It’s undeniable that Scream 4, despite some grim and bloody set pieces and squirm-inducing stalking from Ghostface, doesn’t really work or hold together, in the conventional sense, as a scary movie. Audiences need not have seen the earlier films recently, but must have some sort of trace memory and rooting investment in the shared plight of the older characters. Apart from a multi-layered genre deconstruction that opens the film, Scream 4 is thematically most similar to the original 1996 movie, in much the same way that Rocky and 2006’s Rocky Balboa could be viewed as satisfying bookends, divorced from the rest of the series.
While a hallmark of Scream franchise has been its nimbleness and narrative cleverness, there here seems a missed opportunity to delve deeper into notions of celebrity victimhood, and the strange complicity of the town of Woodsboro, for which the apparently annual marking of the murders remains a bizarre sort of cottage industry. The reasoning and motivations behind this most recent set of murders come tumbling awkwardly forth in the last act, but since they are deployed chiefly in the service of twists, their exploration thus comes across as a bit disappointingly shallow.

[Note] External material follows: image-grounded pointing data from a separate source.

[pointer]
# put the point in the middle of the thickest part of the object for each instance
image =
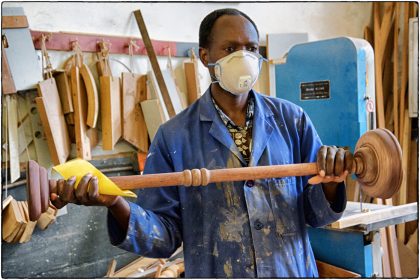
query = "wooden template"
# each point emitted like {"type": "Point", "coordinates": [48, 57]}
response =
{"type": "Point", "coordinates": [326, 270]}
{"type": "Point", "coordinates": [14, 22]}
{"type": "Point", "coordinates": [110, 111]}
{"type": "Point", "coordinates": [82, 140]}
{"type": "Point", "coordinates": [155, 65]}
{"type": "Point", "coordinates": [43, 156]}
{"type": "Point", "coordinates": [155, 93]}
{"type": "Point", "coordinates": [7, 83]}
{"type": "Point", "coordinates": [134, 91]}
{"type": "Point", "coordinates": [153, 116]}
{"type": "Point", "coordinates": [64, 90]}
{"type": "Point", "coordinates": [193, 83]}
{"type": "Point", "coordinates": [13, 142]}
{"type": "Point", "coordinates": [375, 215]}
{"type": "Point", "coordinates": [52, 117]}
{"type": "Point", "coordinates": [173, 91]}
{"type": "Point", "coordinates": [92, 95]}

Working again with cinematographer Peter Deming, series helmer Craven frames much the violence in widescreen, which runs counter to the gory close-ups of a certain subset of horror films. Given both the perfunctory nature of large chunks of dialogue and the large degree to which Scream 4 is a type of cinematic exercise in pulled levers, there is not much opportunity for performers to shine, though Roberts and Brie make the most notable impacts amongst the newcomers.
Housed in a regular Blu-ray case, the Blu-ray/DVD combo pack of Scream 4 comes to the format of advanced choice in a beautiful 1080p AVC encoded high definition transfer with deep, consistent blacks, and no edge enhancement or digital scrubbing. Audio arrives by way of a 5.1 DTS-HD master audio track with a nice mixture of levels across the board, and optional subtitles. The supplemental package on this release, unfortunately, doesn’t rise to the level of the audio-visual presentation. Craven, Panettiere and Roberts sit together for a feature-length audio commentary track, and Campbell phones in (literally) for about 45 minutes, but perhaps owing to Craven’s naturally droll, laid back personality and the relative youth of the aforementioned pair, this isn’t exactly a dynamic listen by any stretch of the imagination.
The release’s other elements are OK, but hardly superlative. A making-of featurette only clocks in at 10 minutes, which seems like (and is) an inadequate amount of time to get into a franchise this intricate, and attempts to rekindle interest in it. Of the more than 25 minutes of deleted and extended material (which is heavy on the latter classification, really), the only things that really stand out are an alternate opening and ending. Trailers, a brief gag reel, and a promotional piece for a Scream videogame round things out, while, nicely a digital copy of the movie is also included. The multi-format options are the big selling point here, but Scream 4 honestly still doesn’t rise past the level of rental, even for hardcore fans of the series. Nevertheless, to purchase the Blu-ray/DVD combo pack via Amazon, click here. B- (Movie) C- (Disc)
Happy Feet 2

A moralizing musical that feels the lesser of its Oscar-winning animated predecessor in every imaginable way, Happy Feet 2 dances as fast as it can but can’t kick up any level of engagement beyond only occasional raucous diversion. Director George Miller again blends motion-capture-assisted penguin dance choreography with exuberant contemporary songs, but the stabs at ecstatic celebration feel laboriously pantomimed rather than revived, so weighed down by bromides and frantic, look-at-me antics is the film. For the full, original review, from Screen International, click here. (Warner Bros., PG, 99 minutes)
Freerunner (Blu-ray)
What if Death Race were cross-pollinated with a Mountain Dew commercial and 30 Minutes Or Less, and then vacuumed free of any of the inherent comedy? Ladies and gentlemen, I give you Freerunner, a parkour-themed direct-to-video actioner from director Lawrence Silverstein.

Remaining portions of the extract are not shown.